Air Cond?

boston george 54

Well-Known Member
i have a buddy who set up is something like this in a garage

will he have any problems putting a window ac unit in wall and exhausting in garage

room is in a add on and there are 2 doors between grow room and main section of garage

crappy pic of said room

 

FilthyFletch

Mr I Can Do That For Half
It will work but he will need to have a tub to catch the water from the unit.You can also get nice rolling mobile ac units that are easier to control and use also check any homedpot. They cost more but you can buy them with built in humidifier/dehumidifier.
 

Al B. Fuct

once had a dog named
FF, all aircon units have the benefit of dehumidifying. When ambient air passes over the cold coil, the moisture in the ambient air will condense on it and provide the dehumidifying effect.
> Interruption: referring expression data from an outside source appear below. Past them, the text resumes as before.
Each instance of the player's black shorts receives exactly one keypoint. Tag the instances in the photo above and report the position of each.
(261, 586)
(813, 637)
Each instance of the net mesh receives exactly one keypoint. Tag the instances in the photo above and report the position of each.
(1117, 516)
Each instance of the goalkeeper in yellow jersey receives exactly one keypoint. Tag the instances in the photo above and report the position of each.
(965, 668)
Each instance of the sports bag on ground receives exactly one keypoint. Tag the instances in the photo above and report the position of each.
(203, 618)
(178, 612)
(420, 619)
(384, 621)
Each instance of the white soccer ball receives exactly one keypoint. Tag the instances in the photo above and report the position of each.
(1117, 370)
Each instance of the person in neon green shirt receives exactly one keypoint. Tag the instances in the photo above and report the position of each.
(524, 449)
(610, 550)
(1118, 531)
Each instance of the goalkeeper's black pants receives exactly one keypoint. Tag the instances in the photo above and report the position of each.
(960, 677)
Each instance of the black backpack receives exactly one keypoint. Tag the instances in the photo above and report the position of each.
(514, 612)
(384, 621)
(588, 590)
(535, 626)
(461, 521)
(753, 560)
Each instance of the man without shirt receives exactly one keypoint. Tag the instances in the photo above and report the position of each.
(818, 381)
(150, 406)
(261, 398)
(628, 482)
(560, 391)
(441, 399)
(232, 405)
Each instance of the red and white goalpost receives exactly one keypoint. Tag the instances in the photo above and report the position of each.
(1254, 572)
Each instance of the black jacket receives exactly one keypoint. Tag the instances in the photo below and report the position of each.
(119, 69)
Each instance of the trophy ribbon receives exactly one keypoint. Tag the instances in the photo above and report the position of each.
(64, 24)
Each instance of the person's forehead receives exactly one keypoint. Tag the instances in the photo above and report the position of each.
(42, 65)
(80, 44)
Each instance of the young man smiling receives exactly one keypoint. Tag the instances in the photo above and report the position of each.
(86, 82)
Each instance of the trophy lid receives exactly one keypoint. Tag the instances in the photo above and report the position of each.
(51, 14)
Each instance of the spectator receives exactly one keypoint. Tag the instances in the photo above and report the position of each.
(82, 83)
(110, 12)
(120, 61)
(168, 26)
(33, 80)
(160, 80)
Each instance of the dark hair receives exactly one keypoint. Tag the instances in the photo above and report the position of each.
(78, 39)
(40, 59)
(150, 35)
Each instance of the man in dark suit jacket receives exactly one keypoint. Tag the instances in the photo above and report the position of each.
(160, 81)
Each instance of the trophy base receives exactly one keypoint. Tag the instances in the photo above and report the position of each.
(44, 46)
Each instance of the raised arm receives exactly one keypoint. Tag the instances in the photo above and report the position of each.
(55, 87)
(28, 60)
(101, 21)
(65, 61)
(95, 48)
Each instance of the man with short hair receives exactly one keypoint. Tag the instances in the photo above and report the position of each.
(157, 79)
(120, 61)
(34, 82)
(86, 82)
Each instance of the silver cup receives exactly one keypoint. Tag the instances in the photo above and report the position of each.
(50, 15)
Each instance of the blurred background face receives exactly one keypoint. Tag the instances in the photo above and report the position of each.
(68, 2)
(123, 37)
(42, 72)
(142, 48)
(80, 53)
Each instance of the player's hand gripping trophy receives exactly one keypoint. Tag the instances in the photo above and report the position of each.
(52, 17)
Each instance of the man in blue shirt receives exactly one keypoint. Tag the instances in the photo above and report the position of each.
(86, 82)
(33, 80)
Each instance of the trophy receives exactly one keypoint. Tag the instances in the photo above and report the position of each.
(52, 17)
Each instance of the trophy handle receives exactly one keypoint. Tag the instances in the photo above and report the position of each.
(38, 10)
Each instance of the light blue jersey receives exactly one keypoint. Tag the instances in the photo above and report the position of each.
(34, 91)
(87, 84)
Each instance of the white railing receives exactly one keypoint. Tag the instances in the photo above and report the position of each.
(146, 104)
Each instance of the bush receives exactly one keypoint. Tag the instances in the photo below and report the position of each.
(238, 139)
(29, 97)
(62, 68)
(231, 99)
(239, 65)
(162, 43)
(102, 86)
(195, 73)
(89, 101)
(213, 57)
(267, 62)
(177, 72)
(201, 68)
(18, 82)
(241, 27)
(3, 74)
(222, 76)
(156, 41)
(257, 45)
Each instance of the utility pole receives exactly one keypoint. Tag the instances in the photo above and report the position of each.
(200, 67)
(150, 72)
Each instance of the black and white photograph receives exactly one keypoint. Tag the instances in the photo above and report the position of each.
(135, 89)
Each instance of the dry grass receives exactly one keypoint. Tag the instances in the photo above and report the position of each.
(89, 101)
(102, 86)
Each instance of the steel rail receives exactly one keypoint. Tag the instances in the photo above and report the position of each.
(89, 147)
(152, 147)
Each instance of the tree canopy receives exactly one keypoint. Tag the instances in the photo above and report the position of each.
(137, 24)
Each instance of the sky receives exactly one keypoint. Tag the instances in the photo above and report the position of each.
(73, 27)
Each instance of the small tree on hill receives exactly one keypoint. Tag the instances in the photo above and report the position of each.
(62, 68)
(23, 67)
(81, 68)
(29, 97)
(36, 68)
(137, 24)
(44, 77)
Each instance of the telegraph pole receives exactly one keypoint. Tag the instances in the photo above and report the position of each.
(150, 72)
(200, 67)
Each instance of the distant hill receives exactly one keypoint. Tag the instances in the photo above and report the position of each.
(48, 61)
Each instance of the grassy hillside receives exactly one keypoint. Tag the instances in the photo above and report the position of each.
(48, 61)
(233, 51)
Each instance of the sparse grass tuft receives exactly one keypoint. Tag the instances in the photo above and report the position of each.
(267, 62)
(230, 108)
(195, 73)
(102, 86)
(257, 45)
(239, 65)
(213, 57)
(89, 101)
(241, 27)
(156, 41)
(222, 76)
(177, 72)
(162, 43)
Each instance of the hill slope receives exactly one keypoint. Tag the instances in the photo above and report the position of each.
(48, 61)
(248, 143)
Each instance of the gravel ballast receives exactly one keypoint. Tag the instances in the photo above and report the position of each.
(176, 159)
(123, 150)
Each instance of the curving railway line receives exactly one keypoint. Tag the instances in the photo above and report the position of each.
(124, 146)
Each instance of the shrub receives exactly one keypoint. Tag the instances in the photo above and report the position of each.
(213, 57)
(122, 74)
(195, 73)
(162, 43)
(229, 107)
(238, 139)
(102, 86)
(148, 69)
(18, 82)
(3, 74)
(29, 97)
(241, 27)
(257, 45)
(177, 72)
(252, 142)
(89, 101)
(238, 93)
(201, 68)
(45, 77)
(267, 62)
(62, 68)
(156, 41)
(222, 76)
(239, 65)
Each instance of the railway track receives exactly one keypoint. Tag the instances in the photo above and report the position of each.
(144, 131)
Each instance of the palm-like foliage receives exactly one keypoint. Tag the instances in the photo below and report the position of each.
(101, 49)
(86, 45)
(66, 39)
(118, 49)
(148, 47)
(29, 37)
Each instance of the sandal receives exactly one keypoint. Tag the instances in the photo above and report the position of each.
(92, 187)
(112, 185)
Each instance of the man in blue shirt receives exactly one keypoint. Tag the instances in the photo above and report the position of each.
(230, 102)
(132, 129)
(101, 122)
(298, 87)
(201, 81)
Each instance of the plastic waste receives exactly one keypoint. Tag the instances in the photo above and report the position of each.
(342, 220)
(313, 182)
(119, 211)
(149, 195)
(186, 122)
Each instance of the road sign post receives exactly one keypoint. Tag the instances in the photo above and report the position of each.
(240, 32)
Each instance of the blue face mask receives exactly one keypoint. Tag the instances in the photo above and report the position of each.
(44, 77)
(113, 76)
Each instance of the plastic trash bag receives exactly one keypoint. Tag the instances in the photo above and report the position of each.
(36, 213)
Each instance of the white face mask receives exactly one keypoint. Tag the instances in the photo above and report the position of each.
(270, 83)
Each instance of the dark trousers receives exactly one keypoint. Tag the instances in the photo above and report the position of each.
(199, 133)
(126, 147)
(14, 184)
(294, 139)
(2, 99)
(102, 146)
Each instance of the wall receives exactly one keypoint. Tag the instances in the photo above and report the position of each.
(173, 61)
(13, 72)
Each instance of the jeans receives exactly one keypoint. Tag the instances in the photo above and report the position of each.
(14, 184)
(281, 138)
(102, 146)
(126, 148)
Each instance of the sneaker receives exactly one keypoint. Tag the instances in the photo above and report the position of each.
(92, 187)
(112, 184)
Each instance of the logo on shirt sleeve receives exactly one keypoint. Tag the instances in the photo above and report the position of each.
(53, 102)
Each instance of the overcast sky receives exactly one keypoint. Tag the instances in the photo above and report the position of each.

Single unit portable aircon machines, those with their compressor units in the main unit, with hot air ducted out via a single dryer-vent type flexiduct, tend to be rather inefficient. The waste heat duct is a bottleneck, along with the unit using already cooled, indoor air to cool the compressor side coil. I have seen a few single unit portables that have two ducts (intended to go to a nearby window) which are somewhat more efficient as they take air from outdoors to cool the compressor coil, rather than using conditioned air to do that job.

There's some portable split systems that work pretty well, as the compressor unit goes outside the treated airspace, normally outdoors, with the heat carried outdoors in flexible refrigerant lines. These units are not cheap!

In the specific case of the OP's query, where a grow op inside a garage has a typical window aircon unit through the wall, employing the remaining airmass in the garage to sink the heat from the compressor coil, this can work, given a few conditions. There has to be enough thermal leakage from the garage airmass to get rid of the heat removed from the op. If the garage airmass can't lose its heat, i.e. garage air gets very warm, the system will be inefficient. There will be a point at which the aircon unit can't get rid of its waste heat (somewhere around 45-50C) and it may stop working entirely, but the compressor will happily keep running, trying to shift the heat, not managing it, but still sucking money out of your wallet.

However, most garage doors allow lots of air leakage and garages are not usually insulated, allowing heat to be lost through walls and roof. Using a window aircon unit in a circumstance where the heat removed from the op can be reasonably well dissipated, can work pretty well. Window units are lots cheaper to buy than any sort of portable systems, too. Having the AC unit entirely within the garage will cut noise, too.